The method "will make sequence capture of smaller regions much more accessible, as it is something that can be done relatively inexpensively, and it gives the experimenter full control over the probe selection [and] design," Turner said by e-mail.
Finally, Seidman said, the method "turns out to be very good" for detecting copy-number variants, which "are obviously a big deal in medical resequencing." According to Turner, that capability has not yet been reported for other methods.
The article also states that the specificity of the method is "comparable to that of other hybridization approaches" and that both sensitivity and uniformity are "superior to that of existing methods."

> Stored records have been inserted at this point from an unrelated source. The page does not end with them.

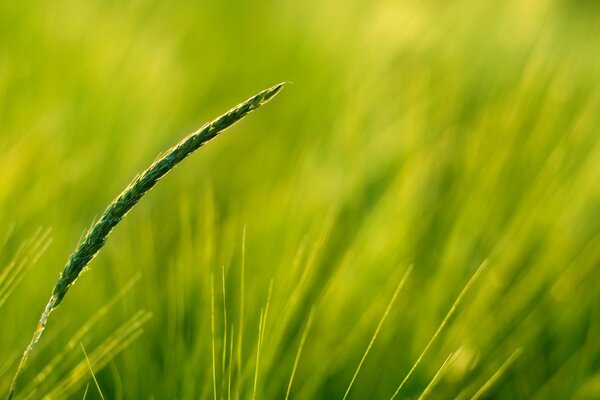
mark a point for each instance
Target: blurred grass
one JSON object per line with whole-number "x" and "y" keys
{"x": 415, "y": 132}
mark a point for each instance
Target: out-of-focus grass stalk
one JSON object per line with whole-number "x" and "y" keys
{"x": 114, "y": 213}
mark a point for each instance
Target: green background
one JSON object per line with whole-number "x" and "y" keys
{"x": 425, "y": 133}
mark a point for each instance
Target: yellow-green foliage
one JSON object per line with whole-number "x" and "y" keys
{"x": 422, "y": 133}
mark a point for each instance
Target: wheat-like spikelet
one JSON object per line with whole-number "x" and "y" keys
{"x": 118, "y": 208}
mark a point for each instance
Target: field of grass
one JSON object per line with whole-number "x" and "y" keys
{"x": 416, "y": 214}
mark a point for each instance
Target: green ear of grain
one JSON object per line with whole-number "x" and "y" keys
{"x": 118, "y": 208}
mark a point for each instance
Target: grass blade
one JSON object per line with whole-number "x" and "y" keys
{"x": 95, "y": 238}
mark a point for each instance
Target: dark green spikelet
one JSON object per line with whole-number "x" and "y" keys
{"x": 114, "y": 213}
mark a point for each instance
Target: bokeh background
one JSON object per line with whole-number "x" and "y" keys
{"x": 425, "y": 133}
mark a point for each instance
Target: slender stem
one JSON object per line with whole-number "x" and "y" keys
{"x": 114, "y": 213}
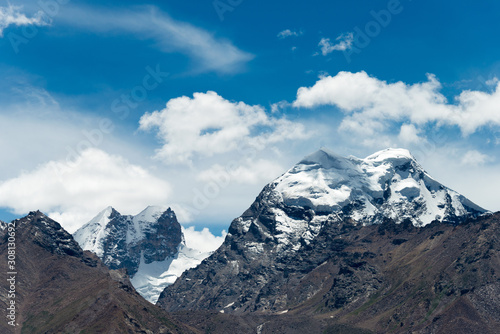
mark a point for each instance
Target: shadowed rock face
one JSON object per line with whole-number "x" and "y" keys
{"x": 323, "y": 239}
{"x": 62, "y": 289}
{"x": 390, "y": 277}
{"x": 120, "y": 240}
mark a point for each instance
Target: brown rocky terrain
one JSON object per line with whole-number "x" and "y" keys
{"x": 61, "y": 289}
{"x": 388, "y": 278}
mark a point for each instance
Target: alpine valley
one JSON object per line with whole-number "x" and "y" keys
{"x": 334, "y": 245}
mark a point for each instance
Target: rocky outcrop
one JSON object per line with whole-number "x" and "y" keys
{"x": 59, "y": 288}
{"x": 121, "y": 240}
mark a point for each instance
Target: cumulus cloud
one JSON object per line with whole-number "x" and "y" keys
{"x": 475, "y": 158}
{"x": 409, "y": 134}
{"x": 343, "y": 42}
{"x": 208, "y": 124}
{"x": 73, "y": 192}
{"x": 371, "y": 104}
{"x": 244, "y": 172}
{"x": 148, "y": 22}
{"x": 288, "y": 33}
{"x": 203, "y": 240}
{"x": 12, "y": 15}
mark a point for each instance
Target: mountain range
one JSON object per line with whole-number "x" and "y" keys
{"x": 334, "y": 245}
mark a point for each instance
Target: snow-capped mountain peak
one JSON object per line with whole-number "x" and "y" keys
{"x": 387, "y": 184}
{"x": 150, "y": 245}
{"x": 91, "y": 237}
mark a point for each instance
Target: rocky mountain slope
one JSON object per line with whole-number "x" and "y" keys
{"x": 150, "y": 246}
{"x": 59, "y": 288}
{"x": 386, "y": 278}
{"x": 315, "y": 240}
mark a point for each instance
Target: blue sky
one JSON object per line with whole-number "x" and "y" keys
{"x": 199, "y": 104}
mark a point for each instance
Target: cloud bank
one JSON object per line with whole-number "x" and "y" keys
{"x": 208, "y": 124}
{"x": 72, "y": 193}
{"x": 12, "y": 15}
{"x": 370, "y": 104}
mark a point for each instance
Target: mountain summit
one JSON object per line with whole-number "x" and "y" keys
{"x": 305, "y": 219}
{"x": 149, "y": 245}
{"x": 389, "y": 184}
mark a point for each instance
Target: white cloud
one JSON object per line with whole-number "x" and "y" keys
{"x": 73, "y": 192}
{"x": 202, "y": 240}
{"x": 492, "y": 81}
{"x": 288, "y": 33}
{"x": 208, "y": 124}
{"x": 148, "y": 22}
{"x": 12, "y": 15}
{"x": 248, "y": 171}
{"x": 343, "y": 42}
{"x": 409, "y": 134}
{"x": 475, "y": 158}
{"x": 371, "y": 104}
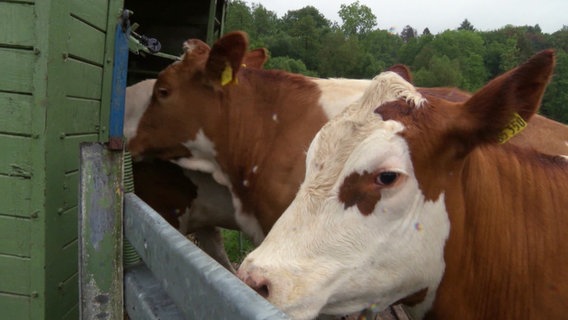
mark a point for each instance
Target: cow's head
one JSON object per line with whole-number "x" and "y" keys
{"x": 187, "y": 96}
{"x": 371, "y": 219}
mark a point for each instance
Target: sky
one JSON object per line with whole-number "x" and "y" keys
{"x": 440, "y": 15}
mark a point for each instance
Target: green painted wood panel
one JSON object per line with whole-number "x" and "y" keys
{"x": 67, "y": 232}
{"x": 17, "y": 70}
{"x": 17, "y": 162}
{"x": 86, "y": 42}
{"x": 11, "y": 266}
{"x": 91, "y": 11}
{"x": 84, "y": 116}
{"x": 71, "y": 149}
{"x": 14, "y": 236}
{"x": 15, "y": 306}
{"x": 82, "y": 80}
{"x": 69, "y": 288}
{"x": 15, "y": 113}
{"x": 18, "y": 192}
{"x": 16, "y": 19}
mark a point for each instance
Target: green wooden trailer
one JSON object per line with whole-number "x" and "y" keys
{"x": 56, "y": 63}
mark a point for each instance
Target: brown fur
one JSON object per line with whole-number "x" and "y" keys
{"x": 506, "y": 256}
{"x": 239, "y": 119}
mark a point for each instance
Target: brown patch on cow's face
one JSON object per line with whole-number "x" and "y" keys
{"x": 364, "y": 190}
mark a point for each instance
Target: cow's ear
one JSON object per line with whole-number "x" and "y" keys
{"x": 226, "y": 58}
{"x": 402, "y": 71}
{"x": 195, "y": 50}
{"x": 256, "y": 58}
{"x": 506, "y": 102}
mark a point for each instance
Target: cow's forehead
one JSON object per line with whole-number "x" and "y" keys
{"x": 338, "y": 138}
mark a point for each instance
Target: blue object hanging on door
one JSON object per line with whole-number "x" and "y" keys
{"x": 119, "y": 74}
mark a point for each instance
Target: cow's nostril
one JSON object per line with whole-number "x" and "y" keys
{"x": 262, "y": 290}
{"x": 254, "y": 279}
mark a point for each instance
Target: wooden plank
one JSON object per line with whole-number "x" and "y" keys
{"x": 16, "y": 19}
{"x": 14, "y": 236}
{"x": 15, "y": 306}
{"x": 17, "y": 70}
{"x": 91, "y": 11}
{"x": 71, "y": 189}
{"x": 67, "y": 226}
{"x": 69, "y": 291}
{"x": 86, "y": 42}
{"x": 83, "y": 116}
{"x": 18, "y": 192}
{"x": 71, "y": 150}
{"x": 17, "y": 162}
{"x": 10, "y": 266}
{"x": 100, "y": 233}
{"x": 16, "y": 113}
{"x": 83, "y": 80}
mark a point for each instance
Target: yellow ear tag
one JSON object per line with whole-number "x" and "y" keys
{"x": 227, "y": 75}
{"x": 516, "y": 125}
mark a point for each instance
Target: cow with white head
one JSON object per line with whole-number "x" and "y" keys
{"x": 408, "y": 197}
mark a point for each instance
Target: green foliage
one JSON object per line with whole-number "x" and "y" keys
{"x": 304, "y": 41}
{"x": 555, "y": 101}
{"x": 237, "y": 245}
{"x": 466, "y": 26}
{"x": 290, "y": 65}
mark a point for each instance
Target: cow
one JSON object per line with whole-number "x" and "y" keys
{"x": 190, "y": 201}
{"x": 259, "y": 124}
{"x": 409, "y": 198}
{"x": 248, "y": 134}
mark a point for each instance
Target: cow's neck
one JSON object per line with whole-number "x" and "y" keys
{"x": 488, "y": 257}
{"x": 269, "y": 120}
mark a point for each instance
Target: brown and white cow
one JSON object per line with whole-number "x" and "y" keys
{"x": 250, "y": 134}
{"x": 409, "y": 198}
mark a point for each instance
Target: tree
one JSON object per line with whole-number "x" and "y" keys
{"x": 555, "y": 101}
{"x": 290, "y": 65}
{"x": 307, "y": 26}
{"x": 239, "y": 17}
{"x": 357, "y": 19}
{"x": 382, "y": 47}
{"x": 265, "y": 21}
{"x": 408, "y": 33}
{"x": 466, "y": 26}
{"x": 442, "y": 71}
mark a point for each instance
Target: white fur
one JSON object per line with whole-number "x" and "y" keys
{"x": 321, "y": 257}
{"x": 137, "y": 99}
{"x": 339, "y": 93}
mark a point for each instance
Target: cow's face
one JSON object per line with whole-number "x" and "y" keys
{"x": 370, "y": 222}
{"x": 359, "y": 225}
{"x": 186, "y": 100}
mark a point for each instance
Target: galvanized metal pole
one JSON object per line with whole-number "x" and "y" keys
{"x": 100, "y": 233}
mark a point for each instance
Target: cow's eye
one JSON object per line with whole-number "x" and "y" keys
{"x": 163, "y": 92}
{"x": 387, "y": 178}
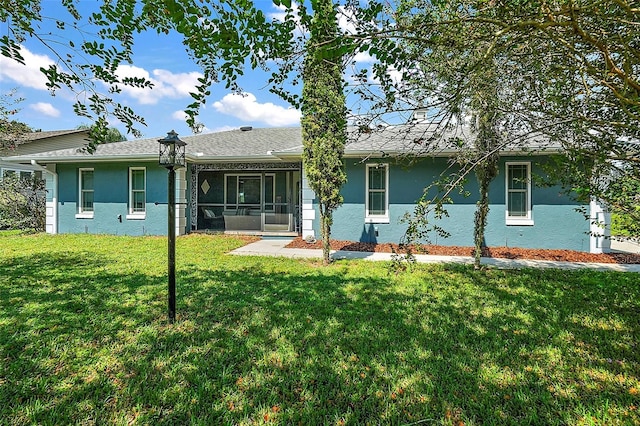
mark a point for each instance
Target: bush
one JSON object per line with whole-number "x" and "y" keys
{"x": 626, "y": 225}
{"x": 22, "y": 203}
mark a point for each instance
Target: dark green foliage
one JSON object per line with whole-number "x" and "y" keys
{"x": 324, "y": 116}
{"x": 22, "y": 203}
{"x": 11, "y": 132}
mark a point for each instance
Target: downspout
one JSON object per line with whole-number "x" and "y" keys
{"x": 54, "y": 197}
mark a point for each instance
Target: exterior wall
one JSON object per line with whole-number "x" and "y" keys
{"x": 111, "y": 195}
{"x": 557, "y": 224}
{"x": 51, "y": 202}
{"x": 309, "y": 214}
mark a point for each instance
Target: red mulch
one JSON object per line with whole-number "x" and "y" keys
{"x": 501, "y": 252}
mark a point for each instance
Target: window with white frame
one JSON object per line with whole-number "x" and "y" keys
{"x": 377, "y": 198}
{"x": 137, "y": 191}
{"x": 518, "y": 193}
{"x": 85, "y": 197}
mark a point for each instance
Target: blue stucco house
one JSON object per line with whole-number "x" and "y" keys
{"x": 252, "y": 181}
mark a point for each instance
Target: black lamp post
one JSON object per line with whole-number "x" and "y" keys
{"x": 172, "y": 157}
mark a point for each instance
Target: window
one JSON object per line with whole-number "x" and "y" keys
{"x": 377, "y": 200}
{"x": 85, "y": 183}
{"x": 518, "y": 194}
{"x": 137, "y": 192}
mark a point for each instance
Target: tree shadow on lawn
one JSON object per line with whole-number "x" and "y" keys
{"x": 255, "y": 344}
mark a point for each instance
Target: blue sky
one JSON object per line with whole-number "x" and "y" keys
{"x": 163, "y": 60}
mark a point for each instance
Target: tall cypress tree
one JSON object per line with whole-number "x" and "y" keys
{"x": 324, "y": 116}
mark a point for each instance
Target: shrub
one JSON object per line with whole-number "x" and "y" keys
{"x": 22, "y": 203}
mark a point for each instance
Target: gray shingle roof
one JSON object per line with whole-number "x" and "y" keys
{"x": 34, "y": 136}
{"x": 275, "y": 143}
{"x": 255, "y": 144}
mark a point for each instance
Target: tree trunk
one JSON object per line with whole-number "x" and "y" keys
{"x": 480, "y": 222}
{"x": 325, "y": 225}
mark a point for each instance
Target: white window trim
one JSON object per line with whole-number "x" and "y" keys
{"x": 371, "y": 218}
{"x": 131, "y": 214}
{"x": 518, "y": 220}
{"x": 84, "y": 214}
{"x": 228, "y": 206}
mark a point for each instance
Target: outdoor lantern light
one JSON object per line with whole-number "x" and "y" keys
{"x": 172, "y": 151}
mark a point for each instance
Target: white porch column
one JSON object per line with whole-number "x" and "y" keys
{"x": 181, "y": 201}
{"x": 308, "y": 211}
{"x": 599, "y": 228}
{"x": 51, "y": 207}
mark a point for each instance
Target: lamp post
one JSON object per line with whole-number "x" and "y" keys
{"x": 172, "y": 151}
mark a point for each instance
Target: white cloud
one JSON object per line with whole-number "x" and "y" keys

According to Seidman, the latter appears to be related to the length of the DNA on the filter. "We think that the longer pieces that we put on the nitrocellulose filter actually help to have a much more uniform coverage," he said. That, in turn, reduces the amount of sequencing required to reach a certain coverage across the target.
Bainbridge said he suspects uniformity "is very target-dependent," adding that "capturing a number of small regions with a lot of probes is different than capturing a much larger number of regions with [fewer] probes."
It is also not clear from the paper, he said, how well the method will capture regions larger than 115 kilobases, and how well it works with larger numbers of samples.
The Harvard researchers are now applying the approach in population studies of both HCM and HDL cholesterol, for example to identify new sequence variants. For HCM, they are planning to study, eventually, 400 to 500 subjects, according to Seidman, and "similar numbers for HDL."
Several other research groups that he and his colleagues are collaborating with are using the method as well, he said.